Sunday, October 25, 2009

What Makes Human Beings Different from All Other Beings in this World?

There are a number of ways in which we differ from other apes and all other living and nonliving things. Ultimately, though, we can boil it all down to the term “self-awareness”. Human beings have the greatest capacity for self-awareness of any creatures in this world.

What do we mean by “self-awareness” here? We mean that human beings have the greatest capacity for choice and complex thought and feeling, as well as the greatest capacity for the recognition of the existence of other “I”’s, of any beings in this world.

Let’s break this down. First of all, (adult) human beings have the capacity for a kind of empathy that doesn’t merely involve putting ourselves in someone else’s external shoes—in someone else’s external physical situation—and seeing how we would feel if we were in that situation. It is a more developed kind of empathy wherein we are able to recognize how others are similar to us, and how they are different from us, in their thoughts and feelings and motivations, so that we can come to understand their true experience in some situation…and not merely what our internal experience would be in that situation.

This more developed kind of empathy is accomplished through abstract thought—through abstracting from our own experiences to piece together what someone else’s experience might be like. And so we realize here that humans have the greatest capacity for abstract and complex thought—and ultimately for imagining what isn’t—of all beings.

This leads us to choice. Through the ability to imagine what isn’t actually so, we are able not only to understand someone else’s experience even though it may be different from our own, but also to shape the world around us in new and different ways from the form in which it currently exists. We can choose the world that we shape for ourselves because we are able to imagine and anticipate the consequences of each possible action that we might take and then choose amongst these outcomes which we would like to create—which we would like to experience as our reality.

Notice here that the recognition of others besides the self—and other experiences besides that of the self—goes hand-in-hand with the recognition of the possibility for things to be different from the way they are. And only with such recognition are we able to create and shape our world more fully than any other creatures in this world. The capacity to use tools is greatest in human beings, for we use not only natural physical defense and offense mechanisms, but rather we use primarily our capacity for complex and abstract thought—to approach and solve problems in new ways, addressing our situation in life by making use of everything available to us in our internal and external worlds.

Further, because we are capable of recognizing that other “I”’s exist—other beings who are each looking out at the world through their own eyes and ears and nose and mouth, from their own situation in space and time, and through their own lens of thought and feeling and motivation—we are capable of connecting with those other “I”’s more intensely than any other beings in this world. Through the connection—through relating—with another being, we are capable of recognizing ourselves. As we come to understand and relate to others on an intimate level—and, by this, I mean far more than physical intimacy, including emotional and intellectual intimacy—we can come to understand our relation to our own thoughts and feelings and motivations.

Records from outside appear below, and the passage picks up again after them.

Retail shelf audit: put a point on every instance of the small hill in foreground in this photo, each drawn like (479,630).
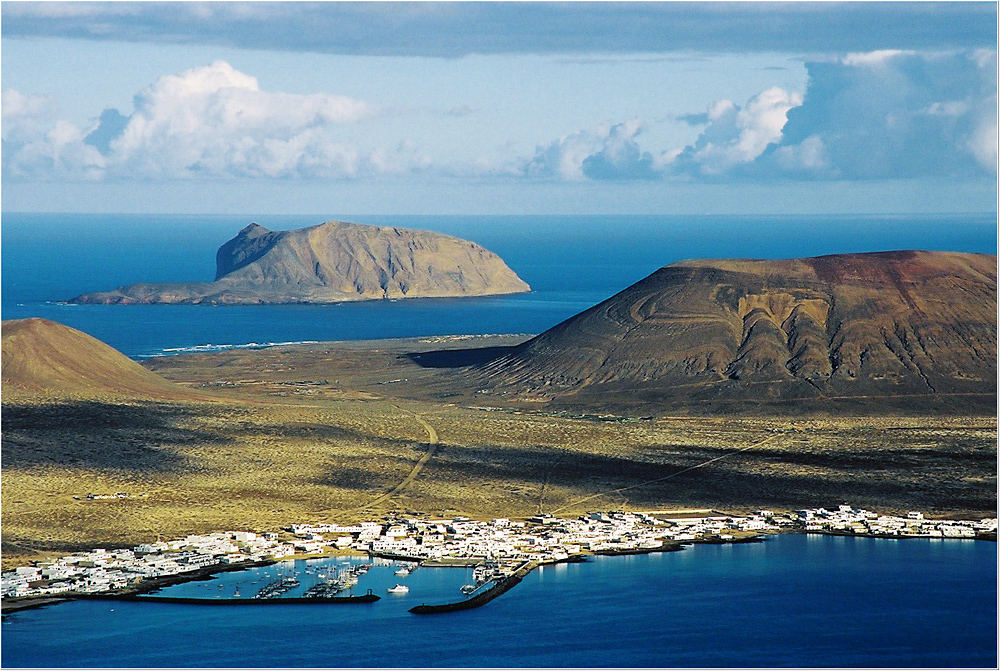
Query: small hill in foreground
(907,329)
(45,360)
(334,262)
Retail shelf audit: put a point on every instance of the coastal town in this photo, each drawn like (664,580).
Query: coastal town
(502,545)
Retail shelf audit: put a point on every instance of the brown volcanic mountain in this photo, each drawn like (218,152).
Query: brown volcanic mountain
(334,262)
(46,360)
(730,334)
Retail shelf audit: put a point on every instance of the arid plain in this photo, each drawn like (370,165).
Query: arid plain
(261,438)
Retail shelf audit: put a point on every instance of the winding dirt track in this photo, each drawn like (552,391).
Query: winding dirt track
(667,477)
(432,445)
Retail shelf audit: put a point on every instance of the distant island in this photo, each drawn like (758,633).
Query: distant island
(330,263)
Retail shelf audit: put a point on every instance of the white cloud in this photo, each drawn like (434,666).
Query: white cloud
(876,58)
(893,114)
(207,121)
(735,135)
(216,120)
(605,152)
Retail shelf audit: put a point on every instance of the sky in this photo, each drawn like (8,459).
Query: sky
(499,108)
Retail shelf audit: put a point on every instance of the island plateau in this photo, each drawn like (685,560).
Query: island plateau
(330,263)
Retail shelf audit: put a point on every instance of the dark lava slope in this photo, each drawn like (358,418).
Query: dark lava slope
(906,330)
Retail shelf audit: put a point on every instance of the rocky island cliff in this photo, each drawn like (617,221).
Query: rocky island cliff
(912,329)
(330,263)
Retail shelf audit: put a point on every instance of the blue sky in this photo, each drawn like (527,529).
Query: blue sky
(434,108)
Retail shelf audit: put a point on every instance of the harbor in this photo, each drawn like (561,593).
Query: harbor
(318,563)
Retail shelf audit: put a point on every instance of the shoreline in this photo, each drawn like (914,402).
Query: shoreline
(133,593)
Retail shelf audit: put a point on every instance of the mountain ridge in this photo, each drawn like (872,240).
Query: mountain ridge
(46,360)
(855,325)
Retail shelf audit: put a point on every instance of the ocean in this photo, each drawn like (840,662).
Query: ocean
(792,601)
(571,263)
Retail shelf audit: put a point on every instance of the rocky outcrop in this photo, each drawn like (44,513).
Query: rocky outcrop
(331,263)
(857,326)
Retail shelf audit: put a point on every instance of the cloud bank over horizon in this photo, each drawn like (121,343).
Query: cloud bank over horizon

We can come to understand what has led us to be the way we are, and we can come to understand who we truly are at our core—a core in which we and all other “I”’s are connected indivisibly. We are all united in our capacity for choice. And this capacity for choice is, as we have seen, wrapped up inextricably with our capacity for self-awareness. For it is the ability to imagine what isn’t—what isn’t within our internal and external experience of the world—that ties together the capacity for choice and the capacity for the recognition of the true experiences of other “I”’s—a recognition that allows us to recognize and become aware of ourselves and our relation to everything around us.

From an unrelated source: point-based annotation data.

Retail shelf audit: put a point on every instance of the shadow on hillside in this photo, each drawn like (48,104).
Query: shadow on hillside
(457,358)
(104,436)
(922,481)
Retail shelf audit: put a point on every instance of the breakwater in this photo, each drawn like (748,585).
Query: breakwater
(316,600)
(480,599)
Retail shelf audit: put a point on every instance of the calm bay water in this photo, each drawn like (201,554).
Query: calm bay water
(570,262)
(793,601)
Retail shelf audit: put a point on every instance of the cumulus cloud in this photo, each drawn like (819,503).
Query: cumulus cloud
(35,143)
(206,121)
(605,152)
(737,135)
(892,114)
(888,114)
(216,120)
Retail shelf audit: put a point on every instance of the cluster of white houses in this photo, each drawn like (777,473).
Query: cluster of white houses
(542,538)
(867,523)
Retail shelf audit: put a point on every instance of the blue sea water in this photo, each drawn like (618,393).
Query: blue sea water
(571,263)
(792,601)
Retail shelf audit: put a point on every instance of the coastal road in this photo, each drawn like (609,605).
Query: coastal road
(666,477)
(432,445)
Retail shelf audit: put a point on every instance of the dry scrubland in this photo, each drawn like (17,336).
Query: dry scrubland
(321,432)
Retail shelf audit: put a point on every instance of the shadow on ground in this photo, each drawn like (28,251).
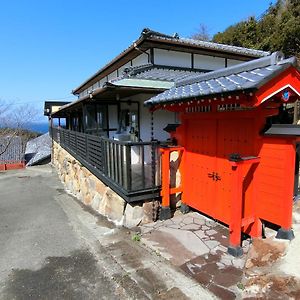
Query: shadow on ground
(73,277)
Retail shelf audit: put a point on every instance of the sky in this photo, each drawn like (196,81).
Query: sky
(49,47)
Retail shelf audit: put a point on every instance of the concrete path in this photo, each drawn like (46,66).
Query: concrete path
(198,245)
(51,247)
(269,268)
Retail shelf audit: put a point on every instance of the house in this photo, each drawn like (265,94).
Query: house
(110,131)
(38,150)
(12,150)
(237,158)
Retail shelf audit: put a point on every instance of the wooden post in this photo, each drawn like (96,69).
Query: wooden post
(165,212)
(235,225)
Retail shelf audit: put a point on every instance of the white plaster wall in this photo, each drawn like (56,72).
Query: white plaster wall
(172,58)
(113,119)
(112,75)
(208,62)
(233,62)
(161,119)
(141,59)
(121,69)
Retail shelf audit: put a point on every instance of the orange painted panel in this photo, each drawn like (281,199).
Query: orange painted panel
(234,136)
(276,179)
(200,151)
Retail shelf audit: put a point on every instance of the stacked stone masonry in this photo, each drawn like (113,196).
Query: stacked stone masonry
(90,190)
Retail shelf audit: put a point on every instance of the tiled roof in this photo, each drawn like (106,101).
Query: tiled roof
(204,44)
(244,76)
(14,151)
(152,72)
(151,35)
(38,149)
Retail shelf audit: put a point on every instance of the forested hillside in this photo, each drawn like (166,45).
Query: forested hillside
(277,29)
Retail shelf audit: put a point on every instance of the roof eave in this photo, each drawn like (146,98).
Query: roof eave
(116,59)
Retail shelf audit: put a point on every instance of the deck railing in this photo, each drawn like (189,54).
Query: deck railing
(126,167)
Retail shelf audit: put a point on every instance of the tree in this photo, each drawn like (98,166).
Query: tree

But all of this—all of what makes us uniquely us, different from all other beings in this world—is only a matter of degree of capacity. This does not mean that we all actualize this capacity, and this certainly does not mean that we all actualize this capacity to as great a degree as we can.

The development of all things is toward ever-greater self-awareness, toward the ever-greater exercise of self-aware choice in determining the shaping of experience. Humans are further along than other beings in this process of development. But even we are developing—from birth through childhood to adulthood, from infancy to maturity in the development of not only our physical bodies and brains but also our souls beyond this. In this progression toward ever greater self-awareness, we continue to march, as all things in this world do, toward this, our goal—our purpose in existence.